Здесь Малой не мог не вспомнить тетю Мерджан – жену брата матери. Малому было, наверное, от силы три года, и его на лето отвезли к ним. Там же жила сестра матери, тетя Дилар. То лето у Малого, можно сказать, было самое лучшее. Тетя Дилар или тетя Мерджан всегда выпекали ему вкусный пирог, и он уплетал его, запивая свежим молоком. Брат матери, дядя Фарид, был пастухом, он пас коров. Почему-то он всегда ходил (ну да, как же, девать было некуда одежду) в очень старой и оборванной одежде. Малой про себя дал ему прозвище «оборвыш Фарид» и ждал случая, чтобы высказать это где-нибудь. И случай представился очень скоро. По осени его привезли в Казах домой, но, конечно, он не мог забыть оборвыша Фарида. Угораздило же тетю Мерджан вскоре приехать в гости к ним, и, естественно, она привезла любимые пироги. Малой, кушая пирог, спросил у тети Мерджан:
– Ай, Марджан, у вас был оборвыш Фарид, – впервые произнес вслух придуманное самим прозвище, – он еще живой? – и тут же упал к тахте и стукнулся головой о ножку ее. Сразу не понял, отчего упал, но потом сообразил: просто отец дал ему подзатыльника (ох уж эти отцовские подзатыльники, всегда настигнут, неважно, к месту или не к месту).

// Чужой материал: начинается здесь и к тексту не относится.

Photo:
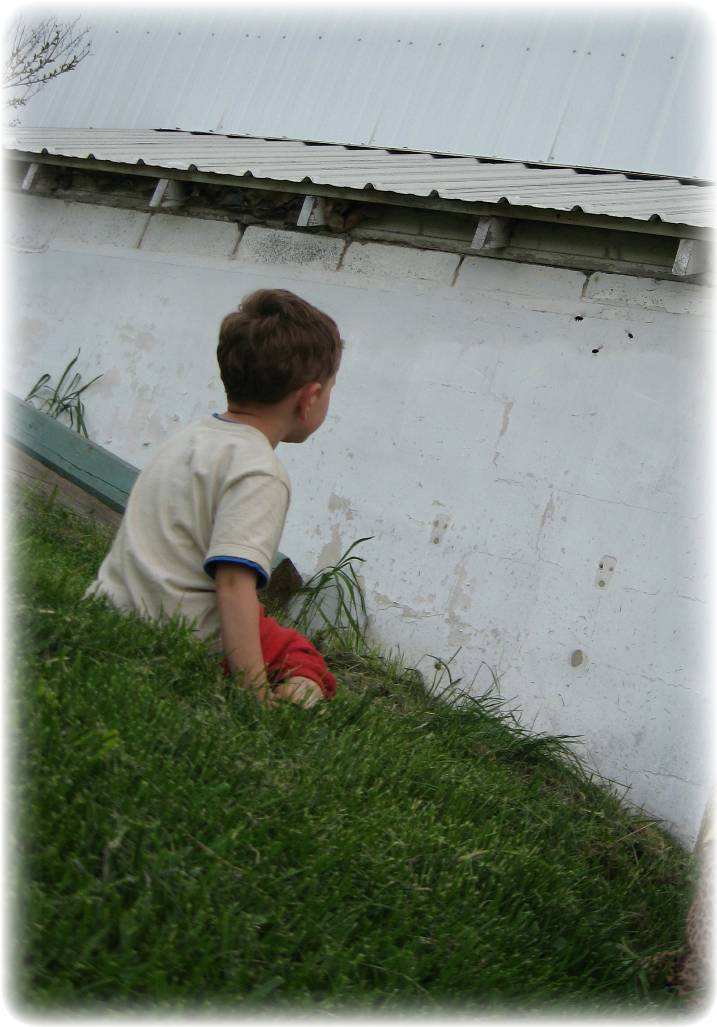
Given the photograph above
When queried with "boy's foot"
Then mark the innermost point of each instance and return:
(302, 691)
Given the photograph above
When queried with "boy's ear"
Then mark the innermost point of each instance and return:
(306, 396)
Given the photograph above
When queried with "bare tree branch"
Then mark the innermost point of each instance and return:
(37, 53)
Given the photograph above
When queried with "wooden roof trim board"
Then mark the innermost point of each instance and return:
(419, 179)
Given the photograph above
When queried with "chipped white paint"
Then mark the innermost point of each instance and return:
(499, 432)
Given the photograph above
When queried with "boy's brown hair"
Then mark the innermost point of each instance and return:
(273, 344)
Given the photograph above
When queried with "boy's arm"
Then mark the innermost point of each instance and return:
(238, 617)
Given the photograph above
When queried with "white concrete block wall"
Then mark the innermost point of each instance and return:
(497, 428)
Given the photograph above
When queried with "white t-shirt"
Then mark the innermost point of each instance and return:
(216, 491)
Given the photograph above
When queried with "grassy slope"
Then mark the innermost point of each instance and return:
(181, 845)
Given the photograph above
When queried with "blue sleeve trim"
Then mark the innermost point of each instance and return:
(261, 574)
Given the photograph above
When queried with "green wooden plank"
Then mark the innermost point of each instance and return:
(81, 461)
(71, 455)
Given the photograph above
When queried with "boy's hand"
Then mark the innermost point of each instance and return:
(302, 691)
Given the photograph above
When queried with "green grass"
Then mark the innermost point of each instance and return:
(182, 848)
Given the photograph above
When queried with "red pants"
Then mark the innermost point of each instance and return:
(288, 654)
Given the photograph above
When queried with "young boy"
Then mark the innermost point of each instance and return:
(204, 518)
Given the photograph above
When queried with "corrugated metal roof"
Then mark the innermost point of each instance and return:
(419, 175)
(623, 88)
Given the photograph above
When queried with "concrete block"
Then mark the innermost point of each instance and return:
(268, 245)
(190, 236)
(651, 294)
(32, 221)
(105, 226)
(483, 274)
(378, 259)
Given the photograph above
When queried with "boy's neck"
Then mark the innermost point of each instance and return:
(264, 422)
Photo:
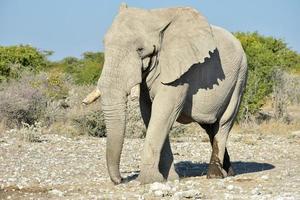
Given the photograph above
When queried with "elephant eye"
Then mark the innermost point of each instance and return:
(140, 51)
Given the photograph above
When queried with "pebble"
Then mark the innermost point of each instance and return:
(265, 177)
(186, 194)
(56, 192)
(230, 187)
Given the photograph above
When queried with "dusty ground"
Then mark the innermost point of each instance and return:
(267, 167)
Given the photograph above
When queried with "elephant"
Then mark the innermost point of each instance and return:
(182, 69)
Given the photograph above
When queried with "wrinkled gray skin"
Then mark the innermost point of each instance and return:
(187, 70)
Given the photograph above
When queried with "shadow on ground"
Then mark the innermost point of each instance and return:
(190, 169)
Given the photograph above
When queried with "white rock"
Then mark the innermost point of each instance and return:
(159, 186)
(265, 177)
(186, 194)
(57, 192)
(230, 187)
(158, 193)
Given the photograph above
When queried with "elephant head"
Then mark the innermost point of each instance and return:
(175, 38)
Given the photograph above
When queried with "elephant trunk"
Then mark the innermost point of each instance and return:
(115, 126)
(115, 83)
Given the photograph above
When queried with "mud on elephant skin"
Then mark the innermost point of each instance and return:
(183, 69)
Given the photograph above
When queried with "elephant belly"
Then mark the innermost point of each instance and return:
(207, 104)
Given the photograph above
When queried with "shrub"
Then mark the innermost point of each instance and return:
(20, 102)
(84, 71)
(25, 100)
(14, 59)
(264, 55)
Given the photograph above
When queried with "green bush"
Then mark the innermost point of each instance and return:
(14, 59)
(84, 71)
(264, 55)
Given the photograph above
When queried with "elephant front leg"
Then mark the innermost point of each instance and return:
(157, 158)
(220, 165)
(166, 163)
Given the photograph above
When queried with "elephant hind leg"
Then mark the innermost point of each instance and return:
(166, 163)
(219, 165)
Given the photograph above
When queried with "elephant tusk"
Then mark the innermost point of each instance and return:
(95, 94)
(135, 92)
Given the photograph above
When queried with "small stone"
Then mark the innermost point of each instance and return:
(186, 194)
(158, 193)
(159, 186)
(265, 177)
(230, 187)
(57, 192)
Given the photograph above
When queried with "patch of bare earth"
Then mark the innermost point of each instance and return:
(59, 167)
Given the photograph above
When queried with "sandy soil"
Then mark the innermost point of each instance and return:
(59, 167)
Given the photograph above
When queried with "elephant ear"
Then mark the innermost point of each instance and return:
(185, 41)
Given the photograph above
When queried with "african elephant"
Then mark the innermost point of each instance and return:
(184, 69)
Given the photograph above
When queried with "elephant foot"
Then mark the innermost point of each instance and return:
(150, 177)
(173, 175)
(230, 171)
(215, 171)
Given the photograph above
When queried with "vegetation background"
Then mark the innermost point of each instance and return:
(39, 96)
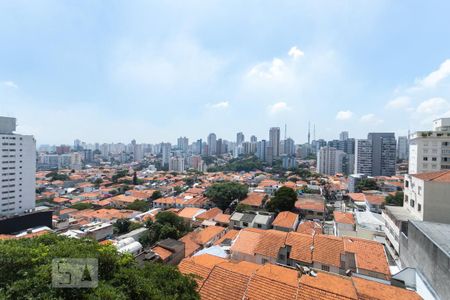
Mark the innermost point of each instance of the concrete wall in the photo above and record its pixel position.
(417, 251)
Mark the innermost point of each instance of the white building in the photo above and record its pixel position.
(18, 169)
(176, 164)
(429, 151)
(363, 157)
(329, 160)
(426, 198)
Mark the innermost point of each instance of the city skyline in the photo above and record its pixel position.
(146, 70)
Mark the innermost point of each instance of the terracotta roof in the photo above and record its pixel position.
(161, 252)
(368, 289)
(342, 217)
(301, 246)
(310, 204)
(222, 218)
(328, 249)
(246, 241)
(328, 286)
(231, 234)
(310, 227)
(207, 234)
(375, 199)
(441, 176)
(254, 199)
(189, 212)
(285, 219)
(210, 214)
(190, 247)
(270, 243)
(358, 197)
(370, 255)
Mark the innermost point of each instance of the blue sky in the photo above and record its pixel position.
(154, 70)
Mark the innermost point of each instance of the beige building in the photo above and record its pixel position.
(426, 199)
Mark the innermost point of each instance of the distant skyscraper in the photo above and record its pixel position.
(212, 144)
(343, 135)
(239, 138)
(429, 151)
(363, 157)
(18, 187)
(402, 148)
(274, 141)
(183, 144)
(165, 151)
(384, 147)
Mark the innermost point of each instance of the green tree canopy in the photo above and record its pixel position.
(283, 200)
(222, 194)
(26, 272)
(396, 200)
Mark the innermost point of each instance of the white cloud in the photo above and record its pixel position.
(221, 105)
(401, 102)
(344, 115)
(295, 53)
(268, 70)
(436, 76)
(371, 118)
(278, 108)
(10, 84)
(433, 106)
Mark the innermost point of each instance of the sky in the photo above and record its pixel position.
(113, 71)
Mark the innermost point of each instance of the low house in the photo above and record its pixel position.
(255, 200)
(260, 220)
(311, 208)
(168, 251)
(286, 221)
(344, 224)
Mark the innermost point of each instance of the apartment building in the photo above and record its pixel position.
(429, 151)
(426, 198)
(18, 168)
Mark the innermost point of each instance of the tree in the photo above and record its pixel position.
(135, 181)
(122, 226)
(283, 200)
(224, 193)
(156, 195)
(140, 205)
(367, 184)
(395, 200)
(81, 206)
(26, 272)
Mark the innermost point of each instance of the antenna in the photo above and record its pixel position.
(285, 131)
(309, 132)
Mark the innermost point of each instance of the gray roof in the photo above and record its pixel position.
(438, 233)
(248, 218)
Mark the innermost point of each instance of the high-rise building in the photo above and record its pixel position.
(402, 148)
(384, 147)
(18, 170)
(363, 157)
(212, 144)
(274, 141)
(176, 164)
(343, 136)
(183, 144)
(165, 151)
(329, 160)
(239, 138)
(429, 151)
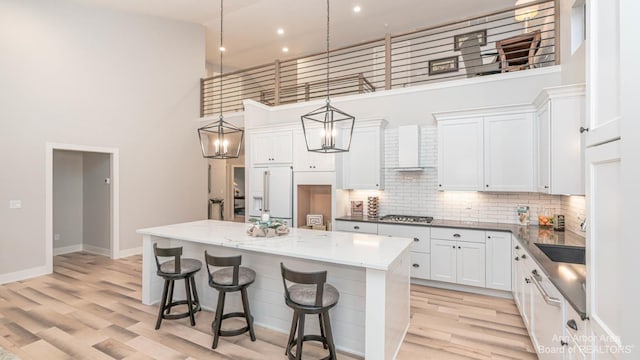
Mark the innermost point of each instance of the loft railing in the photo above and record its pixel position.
(476, 46)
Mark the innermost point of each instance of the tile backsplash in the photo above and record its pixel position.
(415, 193)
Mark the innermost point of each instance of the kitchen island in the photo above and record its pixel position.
(371, 272)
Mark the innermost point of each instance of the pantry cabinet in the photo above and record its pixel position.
(273, 147)
(361, 168)
(487, 149)
(560, 160)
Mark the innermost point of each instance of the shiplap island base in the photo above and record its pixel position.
(371, 272)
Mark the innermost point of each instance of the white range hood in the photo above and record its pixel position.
(409, 148)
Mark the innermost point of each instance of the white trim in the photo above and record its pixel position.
(115, 197)
(67, 249)
(95, 250)
(24, 274)
(130, 252)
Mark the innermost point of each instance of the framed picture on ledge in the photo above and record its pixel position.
(444, 65)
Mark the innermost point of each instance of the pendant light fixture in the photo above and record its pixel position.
(220, 139)
(328, 129)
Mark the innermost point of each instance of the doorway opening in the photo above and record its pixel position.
(82, 189)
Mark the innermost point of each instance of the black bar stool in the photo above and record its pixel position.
(232, 277)
(309, 294)
(170, 271)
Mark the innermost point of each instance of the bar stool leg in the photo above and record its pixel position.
(170, 303)
(189, 301)
(217, 322)
(327, 324)
(324, 338)
(162, 303)
(247, 313)
(292, 333)
(300, 335)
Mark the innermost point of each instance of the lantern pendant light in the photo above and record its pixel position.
(220, 139)
(328, 129)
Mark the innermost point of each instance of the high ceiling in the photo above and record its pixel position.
(250, 25)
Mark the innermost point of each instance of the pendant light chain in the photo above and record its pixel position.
(328, 17)
(221, 46)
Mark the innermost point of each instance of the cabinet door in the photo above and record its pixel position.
(362, 167)
(460, 159)
(282, 147)
(470, 259)
(498, 260)
(443, 260)
(604, 239)
(261, 148)
(508, 152)
(543, 182)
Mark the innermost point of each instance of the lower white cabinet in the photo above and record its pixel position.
(356, 226)
(420, 249)
(458, 262)
(498, 247)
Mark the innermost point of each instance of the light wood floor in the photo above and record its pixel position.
(90, 308)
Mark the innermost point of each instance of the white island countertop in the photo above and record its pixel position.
(360, 250)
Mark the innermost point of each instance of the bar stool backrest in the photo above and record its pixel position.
(314, 278)
(218, 261)
(176, 253)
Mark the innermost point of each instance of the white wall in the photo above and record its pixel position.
(67, 198)
(96, 199)
(85, 75)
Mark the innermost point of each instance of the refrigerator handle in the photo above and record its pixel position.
(265, 194)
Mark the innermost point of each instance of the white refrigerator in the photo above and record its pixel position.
(272, 191)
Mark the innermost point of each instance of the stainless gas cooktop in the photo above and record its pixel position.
(407, 219)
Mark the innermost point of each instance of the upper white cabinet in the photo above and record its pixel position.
(560, 114)
(361, 167)
(486, 149)
(273, 147)
(509, 152)
(460, 154)
(304, 160)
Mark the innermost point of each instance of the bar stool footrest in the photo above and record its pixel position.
(195, 308)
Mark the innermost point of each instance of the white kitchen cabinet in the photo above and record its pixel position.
(420, 249)
(487, 149)
(560, 157)
(356, 226)
(361, 167)
(304, 160)
(509, 152)
(460, 154)
(443, 260)
(498, 247)
(604, 240)
(470, 263)
(272, 147)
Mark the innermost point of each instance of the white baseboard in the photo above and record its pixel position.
(23, 274)
(67, 249)
(96, 250)
(465, 288)
(130, 252)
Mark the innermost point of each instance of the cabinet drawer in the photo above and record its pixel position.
(457, 234)
(356, 226)
(419, 234)
(420, 265)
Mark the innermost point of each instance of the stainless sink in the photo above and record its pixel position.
(563, 253)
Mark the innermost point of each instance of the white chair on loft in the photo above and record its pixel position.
(473, 61)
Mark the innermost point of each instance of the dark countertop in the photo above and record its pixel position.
(569, 279)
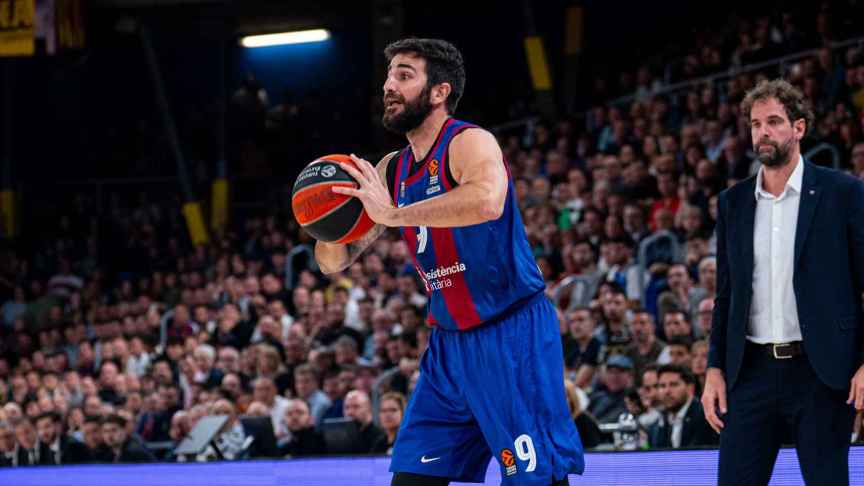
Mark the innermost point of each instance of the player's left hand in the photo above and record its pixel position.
(856, 392)
(372, 191)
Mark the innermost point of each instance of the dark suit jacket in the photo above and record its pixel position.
(133, 452)
(305, 442)
(828, 274)
(71, 452)
(261, 429)
(695, 432)
(24, 457)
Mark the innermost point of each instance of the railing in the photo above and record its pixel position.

Тетя Мерджан бросилась к нему, взяла на руки и даже отцу сказала:
– Зачем бить-то, он же ребенок!
Отец жестко ответил:
– Ну и что? Ребенок! Пусть выбирает слова. А ты не слышишь, как он к тебе обращается?
Отец был прав: Малой переборщил с искажением имени тети. Отец уловил нотки издевки в произношении «ай, Марджан» и был прав: действительно, это очень грубо. По возвращении домой тетя Мерджан поделилась услышанным от Малого, и с того времени пастуха Фарида все стали называть оборвышем Фаридом. После этого случая он полюбил тетю Мерджан еще больше и, будучи уже взрослым, всегда обращался к ней не иначе как «ай, Марджан», и тетя его очень любила. (Я надеюсь, что тетя Мерджан смотрит с небес и, услышав снова от того Малого «ай, Марджан», улыбается своей красивой доброй улыбкой). Малому, можно сказать, всю жизнь везло в одном: если он придумывал кому-то прозвище, то оно сопровождало человека очень и очень долго. Дядя Фарид (да будет земля ему пухом) в этом «почетном» списке был вторым после сестры, кого прозвище, данное Малым, сопровождало всю жизнь.